One of our best American poets, Emily Dickinson (1830-1886), was the chief bread and dessert maker at her family home in Amherst, Massachusetts. She was quite accomplished. In fact, at age twenty, Emily won a prize for her Rye and Indian Bread at the town fair.

The Dickinson Homestead
When her literary mentor and friend, Thomas Wentworth Higginson, finally met the elusive poet face-to-face in April, 1870, among other things he remembered, "She told me of her household occupations, that she made all their bread, because her father liked only hers; then saying shyly, 'And people must have puddings,' this very timidly and suggestively, as if they were meteors or comets."

A wonderful, highly recommended little cookbook Emily Dickinson Profile of the Poet as Cook is offered for sale through the Emily Dickinson Museum. It contains many recipes that the poet used.

Here is Emily's recipe for Rice Cake. It uses rice flour, which is gluten free. According to the cookbook, "Rice cakes were usually saved to serve a guest who dropped in for tea."
Give this old-fashioned recipe a try, whether you are doing gluten free or not. They are quite tasty. Thank you, Emily!

Emily as a teenager
Rice Cakes (adapted from Emily Dickinson Profile of the Poet as Cook)
1 cup rice flour (I used Bob's Red Mill Stone Ground Rice Flour)
1 cup powdered sugar
2 eggs
1 tablespoon milk blended with 1/4 teaspoon baking soda
1/2 cup butter (softened)
freshly ground nutmeg (I used about 1/4 teaspoon)

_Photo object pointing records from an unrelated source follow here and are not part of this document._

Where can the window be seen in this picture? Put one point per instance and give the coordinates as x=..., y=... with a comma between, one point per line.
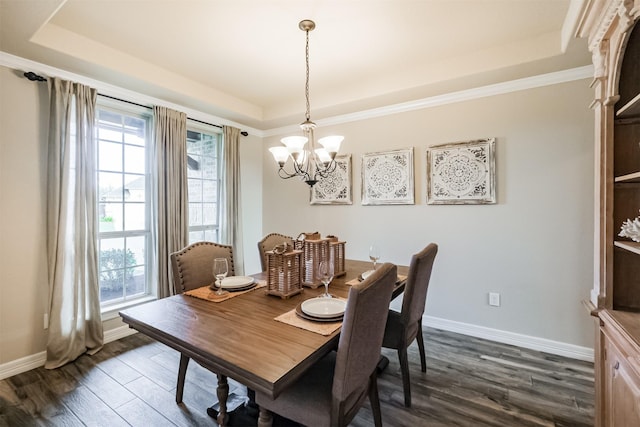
x=203, y=150
x=124, y=234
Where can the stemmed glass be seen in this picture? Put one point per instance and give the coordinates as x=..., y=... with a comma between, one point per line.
x=374, y=254
x=325, y=275
x=220, y=271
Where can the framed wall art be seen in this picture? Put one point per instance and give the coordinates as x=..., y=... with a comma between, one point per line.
x=461, y=173
x=335, y=189
x=387, y=178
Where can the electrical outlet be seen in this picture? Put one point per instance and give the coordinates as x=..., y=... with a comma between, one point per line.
x=494, y=299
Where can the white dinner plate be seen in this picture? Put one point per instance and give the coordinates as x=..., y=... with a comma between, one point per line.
x=324, y=307
x=235, y=282
x=366, y=274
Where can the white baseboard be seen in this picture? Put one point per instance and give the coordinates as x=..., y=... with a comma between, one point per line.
x=526, y=341
x=37, y=360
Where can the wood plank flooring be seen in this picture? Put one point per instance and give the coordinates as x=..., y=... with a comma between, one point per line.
x=469, y=382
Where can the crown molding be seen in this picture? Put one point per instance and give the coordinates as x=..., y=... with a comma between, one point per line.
x=579, y=73
x=16, y=62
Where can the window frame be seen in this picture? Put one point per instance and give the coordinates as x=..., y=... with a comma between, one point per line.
x=208, y=130
x=108, y=309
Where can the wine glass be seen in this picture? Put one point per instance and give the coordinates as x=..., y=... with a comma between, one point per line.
x=325, y=275
x=220, y=271
x=374, y=254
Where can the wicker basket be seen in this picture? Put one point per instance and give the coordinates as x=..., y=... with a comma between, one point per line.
x=314, y=251
x=336, y=255
x=284, y=273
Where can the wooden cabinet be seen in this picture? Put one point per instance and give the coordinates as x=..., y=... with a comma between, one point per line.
x=614, y=41
x=621, y=372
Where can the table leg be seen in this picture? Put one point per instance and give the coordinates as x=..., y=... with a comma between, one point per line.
x=265, y=419
x=223, y=393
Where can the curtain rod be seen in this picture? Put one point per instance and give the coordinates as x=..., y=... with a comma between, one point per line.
x=37, y=78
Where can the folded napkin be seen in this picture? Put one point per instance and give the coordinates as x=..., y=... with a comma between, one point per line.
x=401, y=278
x=206, y=293
x=322, y=328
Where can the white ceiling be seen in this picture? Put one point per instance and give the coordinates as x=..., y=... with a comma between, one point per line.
x=244, y=59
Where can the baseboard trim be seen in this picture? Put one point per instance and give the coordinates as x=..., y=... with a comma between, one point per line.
x=37, y=360
x=526, y=341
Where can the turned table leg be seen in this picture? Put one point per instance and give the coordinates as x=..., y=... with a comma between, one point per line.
x=223, y=393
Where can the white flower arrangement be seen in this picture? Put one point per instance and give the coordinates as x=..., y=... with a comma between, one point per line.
x=631, y=229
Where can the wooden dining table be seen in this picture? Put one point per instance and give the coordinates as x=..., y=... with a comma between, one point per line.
x=239, y=338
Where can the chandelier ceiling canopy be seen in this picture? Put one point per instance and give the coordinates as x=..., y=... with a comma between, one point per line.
x=309, y=163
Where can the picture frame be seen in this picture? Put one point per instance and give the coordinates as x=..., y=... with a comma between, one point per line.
x=461, y=173
x=387, y=178
x=335, y=188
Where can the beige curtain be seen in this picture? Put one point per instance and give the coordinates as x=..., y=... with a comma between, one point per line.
x=230, y=211
x=75, y=326
x=170, y=192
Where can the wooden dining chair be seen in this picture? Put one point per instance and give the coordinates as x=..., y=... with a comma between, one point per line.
x=192, y=267
x=405, y=327
x=332, y=391
x=268, y=242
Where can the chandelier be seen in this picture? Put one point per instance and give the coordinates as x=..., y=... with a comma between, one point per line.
x=312, y=163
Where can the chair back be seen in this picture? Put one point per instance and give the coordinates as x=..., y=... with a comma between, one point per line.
x=192, y=267
x=361, y=340
x=415, y=292
x=270, y=241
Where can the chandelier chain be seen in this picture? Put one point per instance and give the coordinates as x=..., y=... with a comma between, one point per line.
x=306, y=87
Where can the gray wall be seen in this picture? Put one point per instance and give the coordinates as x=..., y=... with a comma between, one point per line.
x=23, y=263
x=534, y=247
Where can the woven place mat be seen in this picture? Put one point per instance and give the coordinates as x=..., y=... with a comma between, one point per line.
x=355, y=281
x=322, y=328
x=206, y=293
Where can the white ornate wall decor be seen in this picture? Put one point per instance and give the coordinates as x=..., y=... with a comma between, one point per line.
x=387, y=178
x=335, y=189
x=461, y=173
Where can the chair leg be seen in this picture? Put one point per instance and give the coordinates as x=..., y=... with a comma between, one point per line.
x=182, y=372
x=404, y=368
x=423, y=359
x=374, y=399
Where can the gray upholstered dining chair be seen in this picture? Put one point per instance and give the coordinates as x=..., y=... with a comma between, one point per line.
x=332, y=391
x=192, y=267
x=404, y=327
x=268, y=242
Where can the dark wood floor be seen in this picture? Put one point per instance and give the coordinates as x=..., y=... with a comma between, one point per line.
x=469, y=382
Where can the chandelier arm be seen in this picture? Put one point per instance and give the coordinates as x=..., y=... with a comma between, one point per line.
x=324, y=172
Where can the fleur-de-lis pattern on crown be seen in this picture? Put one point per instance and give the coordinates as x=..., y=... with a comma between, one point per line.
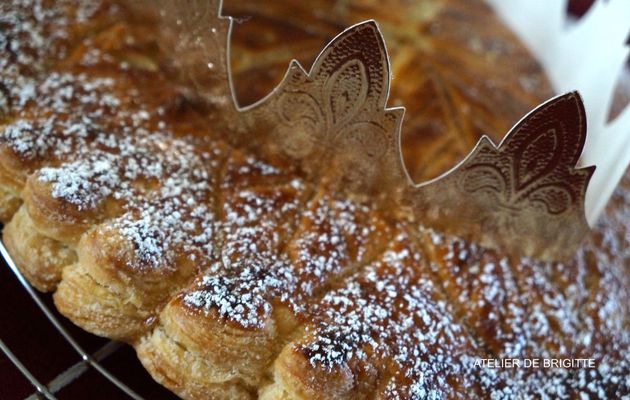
x=524, y=196
x=336, y=113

Preheat oven to  350 degrees.  Cream butter. In separate bowl beat eggs. Add sugar to eggs. Gently blend egg mixture with butter. Add remaining ingredients, mix well. Bake in greased 9x9 pan until golden on top (around 15-20 minutes).

1 comment:

  1. A great followup to the "Emily Dickinson Profile of the Poet as Cook" is "Maid as Muse"by Aife Murray . where she reveals how Margaret Maher and the other servants influenced the cultural outlook, fashion, artistic subject, and even poetic style of Emily Dickinson. Wonderful insights to the day in and day out life of Emily Dickinson.